Breast cancer is one of the most common malignant tumors among women worldwide, and early diagnosis is crucial for improving survival rates. Traditional diagnosis relies on manual interpretation of mammograms, which has problems such as strong subjectivity and the risk of missed diagnosis. AI technology provides new possibilities for improving diagnostic efficiency and accuracy. As a representative of deep learning, CNN performs excellently in image recognition, while SVM has advantages in small sample and high-dimensional data processing. This study compares the characteristics and applicable scenarios of the two in practical applications.

## Research Objectives and Data Preprocessing Methods

**Core Research Objectives**: 1. Implement CNN and SVM models; 2. Compare the two technical routes; 3. Multi-dimensional performance evaluation; 4. Clinical applicability analysis.

**Data Preprocessing Process**: Image normalization and size adjustment, noise reduction and enhancement, Region of Interest (ROI) extraction, data augmentation (rotating, flipping, etc. to expand the dataset).

## Comparison of CNN and SVM Model Architectures

**CNN Architecture**: Includes convolutional layers (automatically extract hierarchical features), pooling layers (reduce dimensionality and enhance translation invariance), fully connected layers (map to classification space). Advantages: automatic feature extraction, end-to-end training.

**SVM Architecture**: Maximizes sample spacing through optimal hyperplanes, relies on manually extracted features (such as texture, morphological features). Advantages: robust small sample learning, high computational efficiency.

## Performance Evaluation Metrics and Experimental Result Analysis

**Evaluation Metrics**: Accuracy, precision, recall, F1-score, ROC curve and AUC.

**Experimental Results**:
| Model | Accuracy | Precision | Recall | F1-score |
|---|---|---|---|---|
| CNN | 0.9962 | 0.4413 | 0.5851 | 0.5031 |
| SVM | 0.9962 | 0.6275 | 0.6285 | 0.6390 |

Analysis: Both models have the same accuracy; SVM is better in precision, recall, and F1-score; CNN performs better in ROC-AUC.

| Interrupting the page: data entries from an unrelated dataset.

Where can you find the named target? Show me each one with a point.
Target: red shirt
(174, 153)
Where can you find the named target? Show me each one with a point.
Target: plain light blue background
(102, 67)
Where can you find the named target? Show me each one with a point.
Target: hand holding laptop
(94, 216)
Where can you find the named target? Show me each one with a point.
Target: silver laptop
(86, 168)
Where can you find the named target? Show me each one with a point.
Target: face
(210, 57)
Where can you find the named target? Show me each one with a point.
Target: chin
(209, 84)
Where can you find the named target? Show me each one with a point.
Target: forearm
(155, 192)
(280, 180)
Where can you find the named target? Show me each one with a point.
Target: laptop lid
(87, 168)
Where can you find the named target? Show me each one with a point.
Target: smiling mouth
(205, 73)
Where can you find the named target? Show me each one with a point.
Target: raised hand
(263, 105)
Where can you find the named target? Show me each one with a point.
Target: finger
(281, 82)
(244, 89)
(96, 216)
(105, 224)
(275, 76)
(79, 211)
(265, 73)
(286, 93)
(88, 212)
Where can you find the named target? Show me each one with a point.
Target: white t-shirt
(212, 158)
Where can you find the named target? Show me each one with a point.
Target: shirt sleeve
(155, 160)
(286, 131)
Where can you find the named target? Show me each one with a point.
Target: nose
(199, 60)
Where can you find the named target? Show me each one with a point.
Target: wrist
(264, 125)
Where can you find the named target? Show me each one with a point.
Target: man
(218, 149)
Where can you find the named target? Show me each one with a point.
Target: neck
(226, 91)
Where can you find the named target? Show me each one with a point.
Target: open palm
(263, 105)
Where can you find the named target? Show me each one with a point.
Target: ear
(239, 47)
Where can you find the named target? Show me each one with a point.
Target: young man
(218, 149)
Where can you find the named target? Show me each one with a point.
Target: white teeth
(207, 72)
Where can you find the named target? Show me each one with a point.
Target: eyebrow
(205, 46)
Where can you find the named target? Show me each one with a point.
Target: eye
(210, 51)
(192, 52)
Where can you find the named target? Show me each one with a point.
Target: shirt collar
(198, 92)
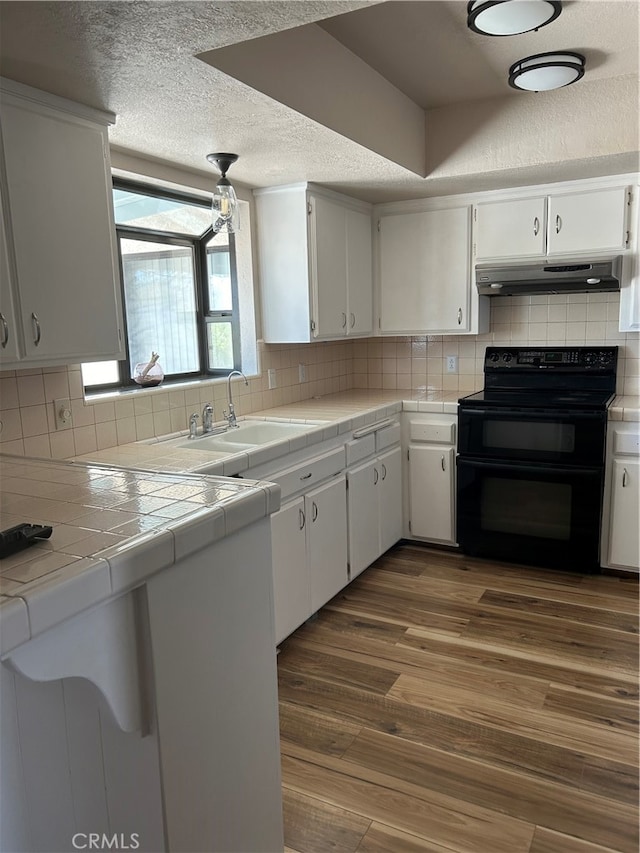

## Technical Characteristics and Clinical Applicability of CNN and SVM

**CNN Advantages**: Automatic feature learning, end-to-end training, capturing complex patterns; Limitations: large data requirements, intensive computational resources, poor interpretability.

**SVM Advantages**: Robust small sample learning, high computational efficiency, better interpretability; Limitations: relies on feature engineering, limited feature extraction capability.

**Clinical Considerations**: Factors such as data availability, computational resources, interpretability requirements, and misdiagnosis costs affect technology selection.

## Research Limitations and Future Exploration Directions

**Current Limitations**: Small dataset size, class imbalance, single modality, lack of external validation.

**Future Directions**: Larger-scale datasets, advanced CNN architectures (ResNet, etc.), multi-modal fusion (X-ray + ultrasound + MRI), improving clinical applicability (interpretability, clinical trials).

## Conclusion: Technology Selection Should Be Combined with Actual Scenarios

This study provides empirical data for AI technology selection in breast cancer detection. Under specific conditions, SVM is still competitive, and technology selection should be based on problem characteristics and constraints. Hybrid strategies (such as CNN feature extraction + SVM classification) may be better. AI has broad prospects in breast cancer diagnosis, and the ultimate goal is to serve patients and improve the level of precision medicine.